Last week, the U.S. Energy Information Administration published a report claiming that only 30 percent of distributed solar is owned by third parties, with a state-by-state breakout for major states by segment. The data looks great, especially for purveyors of direct ownership models -- except it’s wrong. Irresponsibly wrong.

It’s not that this is just another chapter in EIA’s misreporting of U.S. solar’s current and projected contribution to the U.S. energy mix; it’s that this data potentially misleads solar entrepreneurs and corporates considering how to build, maintain, manage and otherwise invest in gigawatts of new and existing distributed solar.

We won’t quibble on EIA’s denominator of 12.3 gigawatts for distributed solar. For the record, we’ve tracked 14.7 gigawatts (DC) of distributed solar through Q3 2016 (via SEIA/GTM Research’s U.S. Solar Market Insight Q4 2016), which converts to ~12.8 gigawatts (AC) via a back-of-envelope 0.87 DC-to-AC ratio. However, EIA’s 30 percent third-party ownership figure representing 3.7 gigawatts doesn’t even pass an eyeball test.

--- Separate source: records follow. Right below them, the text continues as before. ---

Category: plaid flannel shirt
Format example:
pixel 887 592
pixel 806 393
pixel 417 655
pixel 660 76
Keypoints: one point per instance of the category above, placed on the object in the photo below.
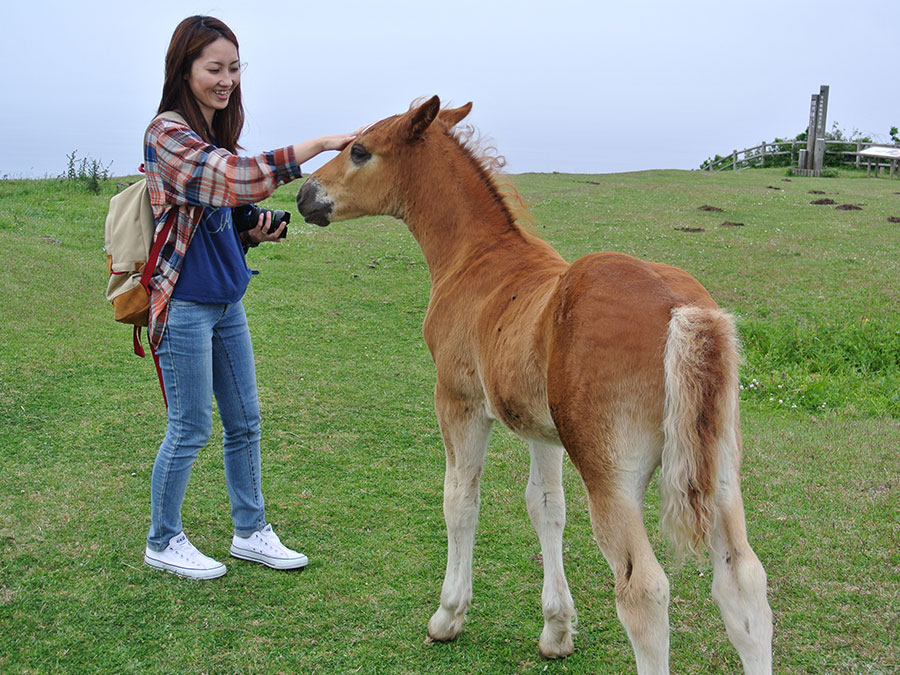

Consider that SolarCity, Sunrun and Vivint Solar have together installed/deployed 4 gigawatts (DC) (~3.5 GW AC). Of course, some of these deployments have been cash or loan, not PPA or lease, but even this discounting would mean that the rest of the third-party ownership (TPO) market would be confined to just a few hundred megawatts. That’s before we add in contributions from other major deployers of third-party solar like Sungevity, Sunnova, SunPower, SunEdison, NRG, Borrego, etc., over the years.

Looking at EIA’s state-level breakouts should raise similar red flags. EIA’s findings show that only 11 percent of commercial and industrial (C&I) solar customers utilize a TPO structure. That means less than 500 megawatts and 0 (!!!) TPO C&I in California and Massachusetts, respectively. It’s clear that there’s something amiss with the data set. 

For the record, our estimates categorize roughly 7.9 gigawatts (DC) (~6.9 GW AC) of distributed solar as TPO from 2011 through Q3 2016. Even without estimating pre-2011 TPO totals, that figure indicates that over half of the distributed solar installations are served by leases or PPAs. While we’ll agree the industry is well past peak TPO for the residential sector, PPAs and leases still represent more than half of all new residential solar installations today. Furthermore, third-party ownership structures made up two-thirds of U.S. non-residential solar in 2015 according to our research on the U.S. commercial solar landscape.

As solar companies, investors and utilities look toward new business models for deployment, asset management, grid integration or even plant aggregation, the industry needs an accurate account of who owns what and how much of it they own in order to make the best decisions.

Tracking the U.S. solar market is tough. We get it. We do it every quarter by knocking on the metaphorical doors of more than 100 utilities, regulators, incentive programs and installers just for the dataset that feeds into U.S. Solar Market Insight reports. We’ve collected some form of project-level data on over 1,000,000 PV systems installed in the U.S., as well as survey-level responses that represent an additional couple of hundred thousand systems. It’s not easy to check, clean and compile all these disparate data sources, and we’ve certainly made mistakes, too. So we applaud EIA’s efforts to gather and publish more data on distributed solar. In fact, we wish they’d get better sooner so our analysts can spend their time analyzing the market, not harassing utility interconnection programs with data requests.

But the EIA needs to recognize when their reports based on incomplete data misrepresent the solar industry at such an obvious level. Good data representation should be the least we can expect from the U.S. federal government’s principal agent of energy information. We’re data nerds, too, so we’d be happy to collaborate and work with the EIA and others on building more accurate data sets. Better data means better analysis and more informed decision-making, which is good for all energy industry stakeholders.